Blue lips. Blackened skin. Blood leaking from noses and mouths. Coughing fits so intense they ripped muscles. Crippling headaches and body pains that felt like torture. These were the symptoms of a disease that was first recorded in Haskell County, Kansas, one hundred years ago this week, in January 1918. From Kansas the illness spread quickly: not only throughout the U.S. but across the world. Eventually (if misleadingly) it became known as Spanish flu. And while its effects on the body were awful, the mortality rate was truly terrifying.
During a pandemic that lasted two years from its outbreak in the U.S., between 50 million and 100 million people across the globe died—around three percent of the world’s population. Spanish flu killed more people than any pandemic disease before or since, including the sixth-century Plague of Justinian, the medieval Black Death, the AIDS epidemic or Ebola.
The First World War, which was ending just as the flu took hold, killed barely a third as many people with bullets and bombs as the H1N1 strain of influenza did with coughs and shivers.
This photograph, from the archives of Oakland Public Library in California, shows nurses of the American Red Cross preparing surgical dressings for use on flu patients during the winter of 1918-19. Colorizing the photograph reveals that they are wearing a variety of uniforms. The dark-veiled women standing to the top-right of the frame are wearing the blue headdresses that had been brought in for use by the Red Cross Supply Corps in regulations issued in 1917. Others, however, are still wearing uniforms dating to before these new rules were issued. Color paint-portraits of Red Cross nurses tell us that veils had previously been white. During the emergency conditions of the pandemic, presumably there were better things to worry about.
The virus had first appeared in Oakland in early October, and within a fortnight of its arrival thousands of people were sick. The city hospital was quickly overwhelmed, so the mayor ordered the recently opened civic auditorium (now the Kaiser Convention Center) to be converted into an overflow ward with 80 beds. All were quickly filled by seriously ill Oaklanders.

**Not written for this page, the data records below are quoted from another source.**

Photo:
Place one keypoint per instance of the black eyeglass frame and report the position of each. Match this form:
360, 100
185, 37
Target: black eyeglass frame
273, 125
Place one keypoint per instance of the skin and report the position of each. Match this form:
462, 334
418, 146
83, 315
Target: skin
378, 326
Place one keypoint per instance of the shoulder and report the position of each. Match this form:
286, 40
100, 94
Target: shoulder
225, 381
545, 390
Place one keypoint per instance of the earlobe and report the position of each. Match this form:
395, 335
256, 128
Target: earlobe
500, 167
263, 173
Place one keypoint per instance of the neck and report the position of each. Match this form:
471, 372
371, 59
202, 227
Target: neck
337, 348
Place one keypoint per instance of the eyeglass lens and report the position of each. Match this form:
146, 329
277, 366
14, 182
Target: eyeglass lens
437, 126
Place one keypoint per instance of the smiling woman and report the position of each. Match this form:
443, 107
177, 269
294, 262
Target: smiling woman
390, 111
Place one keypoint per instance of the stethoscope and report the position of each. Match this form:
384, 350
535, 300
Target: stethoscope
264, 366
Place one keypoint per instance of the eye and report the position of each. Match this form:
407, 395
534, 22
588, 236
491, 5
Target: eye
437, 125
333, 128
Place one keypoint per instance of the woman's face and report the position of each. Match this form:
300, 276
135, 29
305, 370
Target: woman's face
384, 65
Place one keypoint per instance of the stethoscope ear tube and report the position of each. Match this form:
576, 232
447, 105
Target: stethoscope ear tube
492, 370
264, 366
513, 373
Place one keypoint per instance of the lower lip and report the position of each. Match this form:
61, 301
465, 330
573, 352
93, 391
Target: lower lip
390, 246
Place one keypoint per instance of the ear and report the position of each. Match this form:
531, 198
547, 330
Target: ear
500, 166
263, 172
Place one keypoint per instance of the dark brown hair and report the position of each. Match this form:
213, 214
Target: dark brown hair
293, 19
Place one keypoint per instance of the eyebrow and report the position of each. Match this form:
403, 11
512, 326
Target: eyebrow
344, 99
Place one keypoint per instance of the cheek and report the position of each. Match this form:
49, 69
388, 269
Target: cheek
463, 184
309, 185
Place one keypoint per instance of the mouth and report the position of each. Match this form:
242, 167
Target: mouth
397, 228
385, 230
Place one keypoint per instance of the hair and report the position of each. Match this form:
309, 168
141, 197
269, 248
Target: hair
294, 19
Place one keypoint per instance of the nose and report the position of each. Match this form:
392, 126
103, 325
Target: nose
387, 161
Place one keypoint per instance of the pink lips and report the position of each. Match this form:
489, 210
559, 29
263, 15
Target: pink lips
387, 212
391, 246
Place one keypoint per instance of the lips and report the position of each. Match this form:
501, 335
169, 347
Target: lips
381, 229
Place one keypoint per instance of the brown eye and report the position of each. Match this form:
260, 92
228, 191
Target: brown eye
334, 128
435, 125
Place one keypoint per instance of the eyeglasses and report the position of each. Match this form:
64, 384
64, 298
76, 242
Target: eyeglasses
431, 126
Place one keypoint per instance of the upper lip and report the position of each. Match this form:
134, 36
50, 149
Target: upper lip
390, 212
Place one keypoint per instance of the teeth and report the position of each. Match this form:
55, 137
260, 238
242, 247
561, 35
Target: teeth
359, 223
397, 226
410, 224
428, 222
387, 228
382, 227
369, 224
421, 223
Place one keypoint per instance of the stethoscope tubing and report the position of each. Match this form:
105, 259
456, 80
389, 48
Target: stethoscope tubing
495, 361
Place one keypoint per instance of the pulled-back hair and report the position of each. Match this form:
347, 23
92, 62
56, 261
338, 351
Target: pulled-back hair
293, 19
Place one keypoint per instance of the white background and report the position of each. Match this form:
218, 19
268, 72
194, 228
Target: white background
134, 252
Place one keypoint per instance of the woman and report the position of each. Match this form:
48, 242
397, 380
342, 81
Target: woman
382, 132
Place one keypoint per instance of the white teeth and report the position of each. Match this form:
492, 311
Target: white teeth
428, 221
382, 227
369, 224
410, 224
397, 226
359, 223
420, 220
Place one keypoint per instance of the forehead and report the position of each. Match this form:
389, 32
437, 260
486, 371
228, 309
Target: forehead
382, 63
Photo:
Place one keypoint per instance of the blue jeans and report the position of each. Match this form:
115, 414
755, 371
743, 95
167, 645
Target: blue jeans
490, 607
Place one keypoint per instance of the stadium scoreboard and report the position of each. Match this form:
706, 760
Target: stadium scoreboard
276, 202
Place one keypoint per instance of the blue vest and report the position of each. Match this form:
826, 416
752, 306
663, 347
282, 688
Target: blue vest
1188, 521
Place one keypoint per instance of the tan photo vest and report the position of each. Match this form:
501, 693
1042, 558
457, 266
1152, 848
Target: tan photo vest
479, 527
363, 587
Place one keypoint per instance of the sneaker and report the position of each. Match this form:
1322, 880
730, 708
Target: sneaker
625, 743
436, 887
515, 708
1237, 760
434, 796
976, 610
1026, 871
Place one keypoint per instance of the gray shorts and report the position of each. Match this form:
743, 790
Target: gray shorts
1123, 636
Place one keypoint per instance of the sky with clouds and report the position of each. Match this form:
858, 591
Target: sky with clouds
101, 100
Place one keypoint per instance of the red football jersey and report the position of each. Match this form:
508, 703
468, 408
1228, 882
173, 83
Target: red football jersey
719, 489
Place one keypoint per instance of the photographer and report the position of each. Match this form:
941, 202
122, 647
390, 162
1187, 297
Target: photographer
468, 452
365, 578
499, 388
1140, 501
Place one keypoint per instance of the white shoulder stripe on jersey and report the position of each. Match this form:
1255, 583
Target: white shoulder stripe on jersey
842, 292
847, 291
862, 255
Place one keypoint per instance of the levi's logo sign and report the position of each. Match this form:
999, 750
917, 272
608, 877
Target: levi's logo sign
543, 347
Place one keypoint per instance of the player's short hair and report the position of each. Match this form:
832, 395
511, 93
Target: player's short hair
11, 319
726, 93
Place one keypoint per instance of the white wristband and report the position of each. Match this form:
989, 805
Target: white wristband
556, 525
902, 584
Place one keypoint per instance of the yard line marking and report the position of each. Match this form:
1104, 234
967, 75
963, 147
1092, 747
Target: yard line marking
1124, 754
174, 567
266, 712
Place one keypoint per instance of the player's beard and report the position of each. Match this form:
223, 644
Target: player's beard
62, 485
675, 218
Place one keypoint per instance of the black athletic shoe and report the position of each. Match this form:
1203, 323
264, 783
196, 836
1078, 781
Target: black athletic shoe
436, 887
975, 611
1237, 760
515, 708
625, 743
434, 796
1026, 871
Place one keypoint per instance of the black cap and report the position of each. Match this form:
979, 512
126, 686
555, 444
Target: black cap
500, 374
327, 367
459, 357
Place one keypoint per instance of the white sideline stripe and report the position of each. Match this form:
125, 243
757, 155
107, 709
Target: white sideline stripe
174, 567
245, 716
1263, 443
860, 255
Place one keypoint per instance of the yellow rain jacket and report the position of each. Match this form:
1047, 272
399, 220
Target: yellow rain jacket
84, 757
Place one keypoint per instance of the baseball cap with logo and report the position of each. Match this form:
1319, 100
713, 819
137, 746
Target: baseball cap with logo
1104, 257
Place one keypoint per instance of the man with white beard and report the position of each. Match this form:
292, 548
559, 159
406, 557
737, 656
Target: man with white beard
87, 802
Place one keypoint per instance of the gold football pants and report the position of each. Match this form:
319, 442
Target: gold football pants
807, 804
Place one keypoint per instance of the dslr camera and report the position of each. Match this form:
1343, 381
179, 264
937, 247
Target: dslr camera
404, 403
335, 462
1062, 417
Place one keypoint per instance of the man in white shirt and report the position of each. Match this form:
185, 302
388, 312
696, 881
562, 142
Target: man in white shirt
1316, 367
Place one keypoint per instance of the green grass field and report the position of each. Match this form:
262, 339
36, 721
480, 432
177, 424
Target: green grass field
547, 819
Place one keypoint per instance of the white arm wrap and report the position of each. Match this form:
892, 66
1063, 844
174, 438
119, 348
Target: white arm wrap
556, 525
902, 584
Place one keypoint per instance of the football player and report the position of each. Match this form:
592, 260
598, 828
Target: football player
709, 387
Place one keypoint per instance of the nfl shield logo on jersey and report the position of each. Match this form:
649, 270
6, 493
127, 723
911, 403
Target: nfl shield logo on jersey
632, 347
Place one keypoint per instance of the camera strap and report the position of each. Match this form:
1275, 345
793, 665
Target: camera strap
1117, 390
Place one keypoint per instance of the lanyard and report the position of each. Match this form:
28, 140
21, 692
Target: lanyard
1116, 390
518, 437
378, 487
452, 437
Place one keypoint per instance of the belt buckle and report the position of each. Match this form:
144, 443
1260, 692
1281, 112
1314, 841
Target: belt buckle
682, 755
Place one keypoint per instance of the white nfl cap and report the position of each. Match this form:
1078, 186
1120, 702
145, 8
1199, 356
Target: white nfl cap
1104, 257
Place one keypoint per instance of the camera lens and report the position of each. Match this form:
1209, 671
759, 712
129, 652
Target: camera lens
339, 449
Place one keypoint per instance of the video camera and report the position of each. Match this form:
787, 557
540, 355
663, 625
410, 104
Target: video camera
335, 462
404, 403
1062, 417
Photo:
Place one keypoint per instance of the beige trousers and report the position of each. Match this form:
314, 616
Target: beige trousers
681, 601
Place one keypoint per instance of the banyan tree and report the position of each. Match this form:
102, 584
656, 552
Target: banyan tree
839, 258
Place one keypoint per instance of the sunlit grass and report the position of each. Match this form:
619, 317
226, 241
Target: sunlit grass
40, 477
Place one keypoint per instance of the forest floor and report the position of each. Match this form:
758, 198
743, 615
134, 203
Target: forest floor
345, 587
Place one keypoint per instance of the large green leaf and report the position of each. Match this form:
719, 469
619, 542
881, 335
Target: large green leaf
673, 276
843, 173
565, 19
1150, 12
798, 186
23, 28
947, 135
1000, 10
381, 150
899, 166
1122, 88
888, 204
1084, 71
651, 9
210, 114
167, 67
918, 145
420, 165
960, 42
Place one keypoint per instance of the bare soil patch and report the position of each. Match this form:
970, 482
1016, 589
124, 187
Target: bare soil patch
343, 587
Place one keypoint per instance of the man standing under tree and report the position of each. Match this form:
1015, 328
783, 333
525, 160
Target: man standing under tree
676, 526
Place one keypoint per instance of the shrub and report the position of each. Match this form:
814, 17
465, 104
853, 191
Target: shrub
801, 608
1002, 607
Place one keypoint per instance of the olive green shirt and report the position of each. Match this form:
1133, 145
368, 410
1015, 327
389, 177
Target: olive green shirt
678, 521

The image here was one of several taken during a visit to the auditorium by the renowned local newspaper photographer Edward A. ‘Doc’ Rogers. Doc was no stranger to calamity, having covered major Bay Area disasters including the 1906 San Francisco earthquake. The nurses he photographed were volunteers working for the American Red Cross. The gauze across their mouths was a precious commodity, since literally every person in the city required it: citizens had been compelled by law to wear a face-mask in public, under pain of an $100 fine and 10 days in prison.
In Oakland, swift action by the city authorities to shut schools and churches and enforce public hygiene measures meant that the local flu epidemic was under control by February 1919. Nevertheless, 1,300 citizens had died, out of 675,000 American deaths in total: more than were killed during the entire Civil War. The pandemic, combined with mortality during the First World War, caused United States life expectancy to drop by 12 years.
Today flu can still be lethal – this season’s flu strain has been unusually deadly–but a tragedy on the scale of 1918 has, mercifully, not been repeated.